El acto de lanzamiento del último libro de Diego Cornejo -‘Nux Vómica’- fue una bocanada de aire fresco y ánimo para reafirmar convicciones colectivas en torno al periodismo independiente y las libertades. Había muchas razones para estar allí presentes. Cuestionar la infame campaña lanzada en contra de Cornejo y otros periodistas a quienes el Gobierno ha pretendido relacionar con un personaje oscuro de la represión febrescorderista. Quienes asistimos al acto fuimos a rechazar esas malévolas intenciones y a reivindicar la trayectoria de Diego en el periodismo. También fuimos para ser parte de una afirmación colectiva, ya no solo individual y personal, de las libertades políticas y de expresión tan burdamente tratadas por la revolución ciudadana con todos sus peligrosos deslices autoritarios. Estuvimos allí para reafirmar la figura del periodista como una profesión liberal noble, respetable y digna, hoy despreciada, atropellada, devaluada, degradada, mal tratada, por una revolución que, como dijo Francisco Febres Cordero en la presentación del libro, se siente dueña de una verdad absoluta.

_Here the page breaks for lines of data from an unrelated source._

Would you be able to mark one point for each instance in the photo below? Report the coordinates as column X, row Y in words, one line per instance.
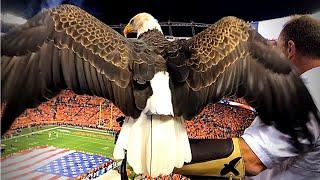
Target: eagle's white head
column 141, row 23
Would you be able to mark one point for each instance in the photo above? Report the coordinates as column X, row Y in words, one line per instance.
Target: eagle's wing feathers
column 231, row 59
column 66, row 47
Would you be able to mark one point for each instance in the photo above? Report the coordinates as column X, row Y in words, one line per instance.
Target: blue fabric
column 73, row 165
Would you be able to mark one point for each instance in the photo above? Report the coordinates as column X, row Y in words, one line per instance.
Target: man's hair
column 304, row 31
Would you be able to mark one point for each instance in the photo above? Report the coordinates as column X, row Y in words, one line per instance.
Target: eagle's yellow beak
column 128, row 29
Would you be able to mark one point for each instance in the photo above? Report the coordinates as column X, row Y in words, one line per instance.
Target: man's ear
column 291, row 50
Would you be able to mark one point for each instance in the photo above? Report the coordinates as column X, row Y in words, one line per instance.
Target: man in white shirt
column 300, row 42
column 264, row 147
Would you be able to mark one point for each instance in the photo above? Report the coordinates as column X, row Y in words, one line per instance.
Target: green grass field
column 84, row 140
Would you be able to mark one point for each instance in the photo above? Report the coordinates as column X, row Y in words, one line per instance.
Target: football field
column 86, row 140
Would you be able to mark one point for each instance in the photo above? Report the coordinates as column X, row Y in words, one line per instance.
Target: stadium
column 73, row 136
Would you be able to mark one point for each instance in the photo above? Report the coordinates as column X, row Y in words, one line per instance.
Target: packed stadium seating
column 215, row 121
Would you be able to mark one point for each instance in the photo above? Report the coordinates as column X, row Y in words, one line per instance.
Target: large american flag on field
column 49, row 163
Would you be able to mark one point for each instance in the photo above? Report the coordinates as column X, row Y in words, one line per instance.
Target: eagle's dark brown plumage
column 66, row 47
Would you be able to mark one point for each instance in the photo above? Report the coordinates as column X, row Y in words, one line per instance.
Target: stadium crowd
column 215, row 121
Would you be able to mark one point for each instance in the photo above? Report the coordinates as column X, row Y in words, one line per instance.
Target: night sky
column 201, row 11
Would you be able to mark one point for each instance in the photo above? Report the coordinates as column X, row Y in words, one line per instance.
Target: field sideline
column 84, row 140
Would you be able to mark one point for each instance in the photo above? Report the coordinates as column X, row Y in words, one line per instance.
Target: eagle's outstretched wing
column 231, row 59
column 66, row 47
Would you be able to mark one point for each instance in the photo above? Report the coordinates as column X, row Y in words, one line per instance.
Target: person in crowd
column 261, row 146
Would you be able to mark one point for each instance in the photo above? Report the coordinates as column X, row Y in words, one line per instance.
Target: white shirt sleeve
column 269, row 144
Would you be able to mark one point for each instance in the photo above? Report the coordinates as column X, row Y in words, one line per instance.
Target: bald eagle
column 157, row 83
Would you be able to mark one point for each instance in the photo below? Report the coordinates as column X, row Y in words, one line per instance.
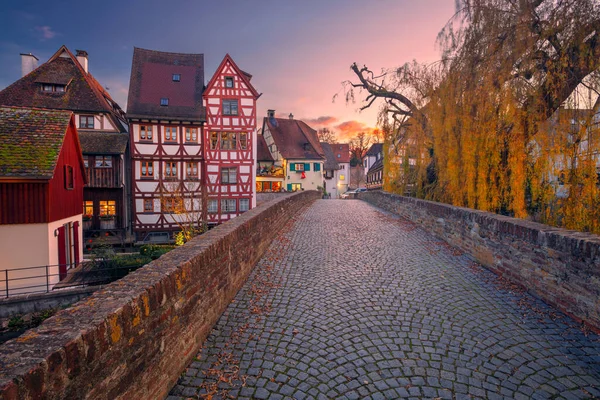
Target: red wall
column 64, row 203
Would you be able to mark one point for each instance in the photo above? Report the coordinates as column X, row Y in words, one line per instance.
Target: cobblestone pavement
column 350, row 302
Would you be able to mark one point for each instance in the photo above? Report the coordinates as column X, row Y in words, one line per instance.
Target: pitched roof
column 294, row 139
column 262, row 151
column 31, row 141
column 83, row 93
column 103, row 143
column 330, row 161
column 374, row 149
column 152, row 80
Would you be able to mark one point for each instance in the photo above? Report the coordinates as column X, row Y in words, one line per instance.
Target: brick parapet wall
column 132, row 339
column 559, row 266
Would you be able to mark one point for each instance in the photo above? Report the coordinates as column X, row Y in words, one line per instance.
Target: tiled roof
column 31, row 141
column 262, row 151
column 294, row 139
column 83, row 92
column 152, row 80
column 103, row 143
column 330, row 161
column 374, row 149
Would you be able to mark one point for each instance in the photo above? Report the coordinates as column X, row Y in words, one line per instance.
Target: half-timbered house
column 41, row 191
column 64, row 83
column 230, row 137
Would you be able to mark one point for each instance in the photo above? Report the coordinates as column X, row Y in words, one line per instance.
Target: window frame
column 149, row 135
column 226, row 173
column 226, row 209
column 149, row 169
column 87, row 117
column 228, row 108
column 149, row 202
column 170, row 129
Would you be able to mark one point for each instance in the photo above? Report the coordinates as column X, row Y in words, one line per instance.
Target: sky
column 298, row 51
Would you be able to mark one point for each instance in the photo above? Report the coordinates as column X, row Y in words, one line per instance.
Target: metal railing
column 46, row 278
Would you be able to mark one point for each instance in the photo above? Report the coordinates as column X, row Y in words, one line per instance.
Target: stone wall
column 559, row 266
column 132, row 339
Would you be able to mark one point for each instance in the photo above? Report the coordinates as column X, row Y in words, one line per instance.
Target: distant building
column 192, row 147
column 295, row 149
column 336, row 168
column 64, row 83
column 374, row 159
column 42, row 176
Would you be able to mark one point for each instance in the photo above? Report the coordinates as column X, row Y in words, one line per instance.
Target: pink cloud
column 46, row 32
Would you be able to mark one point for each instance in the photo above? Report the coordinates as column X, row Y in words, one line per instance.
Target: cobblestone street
column 350, row 302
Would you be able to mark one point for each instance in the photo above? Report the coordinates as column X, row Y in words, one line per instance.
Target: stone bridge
column 347, row 301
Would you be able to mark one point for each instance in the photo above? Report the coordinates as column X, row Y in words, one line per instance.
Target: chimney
column 28, row 63
column 82, row 58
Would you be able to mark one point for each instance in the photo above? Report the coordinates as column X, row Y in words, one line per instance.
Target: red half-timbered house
column 41, row 191
column 166, row 116
column 230, row 137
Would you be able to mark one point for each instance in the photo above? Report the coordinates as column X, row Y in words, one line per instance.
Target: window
column 213, row 206
column 191, row 135
column 170, row 134
column 68, row 177
column 146, row 132
column 169, row 205
column 148, row 205
column 147, row 170
column 229, row 107
column 229, row 175
column 228, row 205
column 228, row 141
column 86, row 121
column 88, row 209
column 297, row 167
column 108, row 207
column 192, row 170
column 103, row 162
column 171, row 170
column 214, row 139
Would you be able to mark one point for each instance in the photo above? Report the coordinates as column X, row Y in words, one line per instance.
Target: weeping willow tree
column 491, row 126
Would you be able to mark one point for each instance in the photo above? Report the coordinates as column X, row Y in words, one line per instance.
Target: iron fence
column 46, row 278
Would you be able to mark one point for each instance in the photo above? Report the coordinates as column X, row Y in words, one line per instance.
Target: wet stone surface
column 352, row 303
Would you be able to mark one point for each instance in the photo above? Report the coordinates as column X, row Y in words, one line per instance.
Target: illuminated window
column 229, row 107
column 191, row 135
column 171, row 169
column 228, row 141
column 108, row 207
column 148, row 205
column 145, row 132
column 147, row 169
column 170, row 134
column 228, row 205
column 229, row 175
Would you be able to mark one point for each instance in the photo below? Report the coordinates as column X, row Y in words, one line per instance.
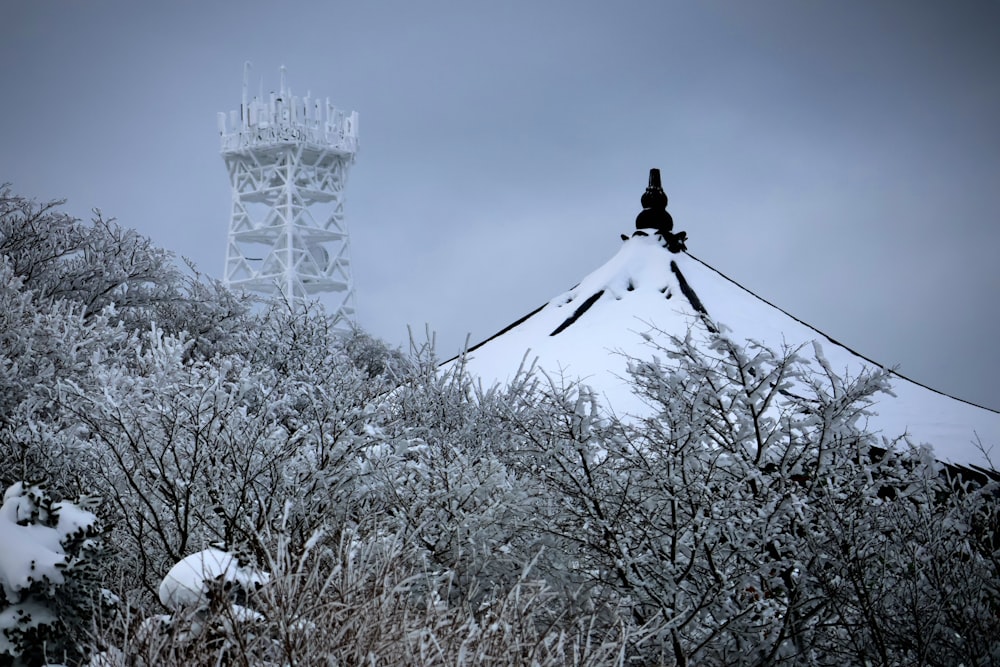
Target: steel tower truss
column 288, row 160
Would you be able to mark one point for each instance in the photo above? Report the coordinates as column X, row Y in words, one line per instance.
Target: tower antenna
column 288, row 160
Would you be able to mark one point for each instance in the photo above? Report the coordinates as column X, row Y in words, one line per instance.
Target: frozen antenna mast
column 287, row 159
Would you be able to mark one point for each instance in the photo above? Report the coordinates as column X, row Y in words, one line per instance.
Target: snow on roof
column 590, row 332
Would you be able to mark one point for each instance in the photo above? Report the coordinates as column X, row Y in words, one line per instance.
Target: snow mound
column 646, row 293
column 189, row 581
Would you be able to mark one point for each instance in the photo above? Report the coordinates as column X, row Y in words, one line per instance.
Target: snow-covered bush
column 49, row 555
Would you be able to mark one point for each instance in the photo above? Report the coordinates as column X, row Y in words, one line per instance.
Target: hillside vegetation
column 193, row 481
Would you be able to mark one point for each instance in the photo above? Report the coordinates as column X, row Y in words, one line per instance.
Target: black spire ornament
column 654, row 214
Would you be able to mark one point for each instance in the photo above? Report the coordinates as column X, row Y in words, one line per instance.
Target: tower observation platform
column 288, row 159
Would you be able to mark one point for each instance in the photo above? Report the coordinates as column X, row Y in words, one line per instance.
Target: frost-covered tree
column 49, row 585
column 408, row 515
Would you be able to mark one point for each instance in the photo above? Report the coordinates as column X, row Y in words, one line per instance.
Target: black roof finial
column 654, row 214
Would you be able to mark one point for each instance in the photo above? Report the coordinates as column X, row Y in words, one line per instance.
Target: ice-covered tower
column 288, row 158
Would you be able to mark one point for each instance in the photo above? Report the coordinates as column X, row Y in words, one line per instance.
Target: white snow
column 29, row 553
column 186, row 582
column 595, row 348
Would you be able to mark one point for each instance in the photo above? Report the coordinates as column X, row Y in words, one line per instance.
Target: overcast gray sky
column 840, row 158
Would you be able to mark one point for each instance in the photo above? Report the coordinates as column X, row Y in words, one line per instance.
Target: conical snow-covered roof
column 652, row 288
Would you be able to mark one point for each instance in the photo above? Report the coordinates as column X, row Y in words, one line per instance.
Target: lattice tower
column 288, row 159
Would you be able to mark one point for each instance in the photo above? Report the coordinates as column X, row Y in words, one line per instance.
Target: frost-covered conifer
column 49, row 553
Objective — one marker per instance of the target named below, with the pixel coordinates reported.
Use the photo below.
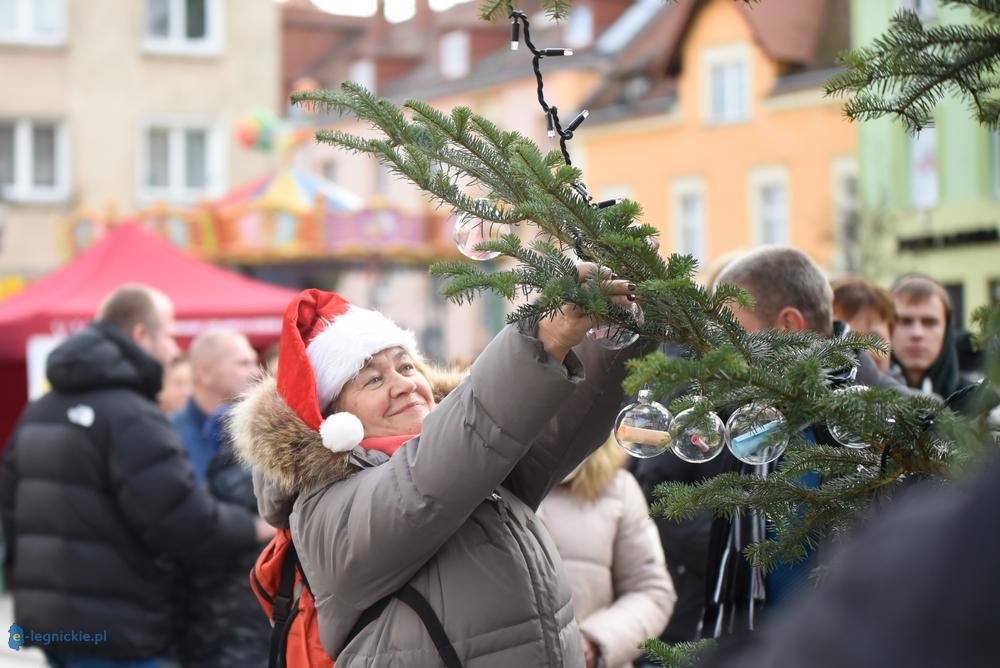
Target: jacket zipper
(515, 529)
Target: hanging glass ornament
(616, 337)
(471, 230)
(845, 434)
(642, 428)
(697, 440)
(751, 430)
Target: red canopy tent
(204, 295)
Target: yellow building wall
(803, 132)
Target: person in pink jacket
(622, 592)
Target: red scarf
(386, 444)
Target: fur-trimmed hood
(283, 450)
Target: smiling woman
(391, 496)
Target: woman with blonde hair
(622, 592)
(412, 516)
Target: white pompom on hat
(325, 342)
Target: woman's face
(389, 395)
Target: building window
(925, 9)
(923, 169)
(847, 216)
(190, 27)
(727, 84)
(35, 22)
(580, 27)
(34, 161)
(690, 221)
(769, 205)
(454, 53)
(362, 72)
(181, 161)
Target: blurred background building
(173, 114)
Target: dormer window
(635, 87)
(454, 54)
(580, 27)
(727, 84)
(187, 27)
(34, 22)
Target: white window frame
(454, 54)
(760, 178)
(579, 30)
(679, 190)
(176, 43)
(726, 56)
(24, 33)
(176, 190)
(23, 190)
(920, 200)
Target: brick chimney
(424, 16)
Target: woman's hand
(567, 327)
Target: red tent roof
(204, 295)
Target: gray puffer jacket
(451, 512)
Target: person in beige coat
(622, 592)
(383, 487)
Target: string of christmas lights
(553, 124)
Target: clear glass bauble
(845, 433)
(642, 428)
(699, 440)
(616, 337)
(750, 430)
(470, 231)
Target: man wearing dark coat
(98, 499)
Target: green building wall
(967, 181)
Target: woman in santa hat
(385, 489)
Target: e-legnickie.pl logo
(19, 636)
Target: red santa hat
(325, 342)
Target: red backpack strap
(284, 608)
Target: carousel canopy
(294, 190)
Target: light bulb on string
(642, 428)
(471, 230)
(614, 336)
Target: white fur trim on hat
(340, 351)
(342, 432)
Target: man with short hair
(923, 342)
(222, 365)
(221, 625)
(791, 293)
(98, 499)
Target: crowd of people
(477, 518)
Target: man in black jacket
(790, 293)
(98, 499)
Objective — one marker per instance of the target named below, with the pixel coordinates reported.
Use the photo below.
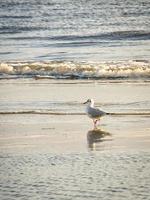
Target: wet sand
(61, 133)
(47, 156)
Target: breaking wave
(76, 70)
(40, 112)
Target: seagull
(94, 113)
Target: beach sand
(61, 156)
(61, 133)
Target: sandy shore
(68, 133)
(47, 156)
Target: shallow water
(79, 176)
(47, 156)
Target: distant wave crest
(75, 70)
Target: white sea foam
(78, 70)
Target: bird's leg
(95, 121)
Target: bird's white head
(89, 102)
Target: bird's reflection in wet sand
(95, 137)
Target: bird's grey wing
(95, 113)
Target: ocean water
(54, 54)
(73, 33)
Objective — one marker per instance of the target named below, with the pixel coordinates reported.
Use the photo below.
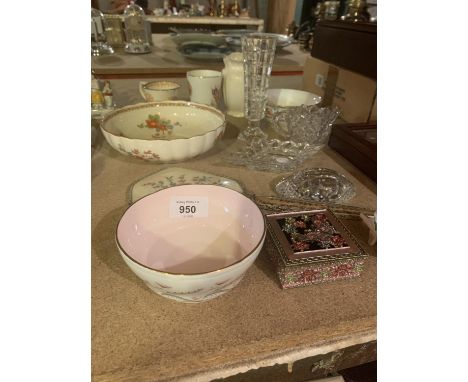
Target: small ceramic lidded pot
(205, 87)
(233, 84)
(158, 90)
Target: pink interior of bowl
(150, 234)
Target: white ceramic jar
(233, 84)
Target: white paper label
(188, 207)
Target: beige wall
(280, 15)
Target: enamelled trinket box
(311, 247)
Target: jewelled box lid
(311, 236)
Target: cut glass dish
(316, 184)
(308, 130)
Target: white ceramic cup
(156, 91)
(205, 86)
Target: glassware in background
(306, 124)
(304, 131)
(331, 10)
(258, 50)
(316, 184)
(356, 11)
(99, 45)
(136, 32)
(114, 31)
(233, 84)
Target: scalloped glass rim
(316, 184)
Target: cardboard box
(354, 93)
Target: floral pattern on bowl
(196, 295)
(145, 155)
(178, 176)
(161, 126)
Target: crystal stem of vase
(258, 50)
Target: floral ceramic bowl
(166, 131)
(281, 99)
(191, 243)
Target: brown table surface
(139, 336)
(165, 60)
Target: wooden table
(219, 22)
(257, 328)
(165, 61)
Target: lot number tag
(188, 207)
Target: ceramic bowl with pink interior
(168, 131)
(191, 243)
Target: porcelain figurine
(233, 84)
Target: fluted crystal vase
(258, 50)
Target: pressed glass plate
(316, 184)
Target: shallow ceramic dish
(281, 40)
(281, 99)
(197, 254)
(195, 37)
(178, 176)
(163, 131)
(204, 51)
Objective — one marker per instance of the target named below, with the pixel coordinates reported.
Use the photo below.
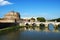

Indigna la manera tosca y grosera como la revolución ciudadana deteriora día a día la convivencia democrática mediante un discurso maniqueo. En su afán por desprestigiar a los medios privados, por minar su credibilidad frente a la sociedad, ha convertido a los periodistas en unos sicarios de tinta, en personas que venden sus ideas y valores a unos empresarios corruptos y mafiosos que más o menos les ordenan lo que deben escribir. La revolución ha degradado a los periodistas a una categoría de peones de sus empleadores, despojándolos de toda conciencia y voz propia, manipulados y manipulables. Les cuesta a nuestros revolucionarios entender la complejidad de las libertades de información y pensamiento expresadas en el ejercicio diario del periodismo. Han preferido el atajo fácil: pisotear al periodista como un profesional sin ninguna autonomía y sin ninguna dignidad. Me imagino que esa concepción suya acerca de los patronos de la comunicación como dueños de la palabra de los periodistas la pondrán en práctica, con perfección milimétrica, en los medios públicos. La revolución ciudadana actúa como denuncia a sus críticos: un patrón implacable frente a los periodistas a quienes obliga a cumplir el triste rol de propagandistas a sueldo.
Fue un acto de contestación a la pretensión revolucionaria de convertirnos en súbditos, a su intención de minar, a través del miedo y la amenaza, nuestras capacidades para pensar y ser críticos de ambiciones y entontecimientos que envuelven al poder, más allá de sus contornos ideológicos. Aquella noche fuimos a rechazar el miedo, las amenazas, la intención de limitar nuestras potencias como sujetos con derechos políticos y de opinión.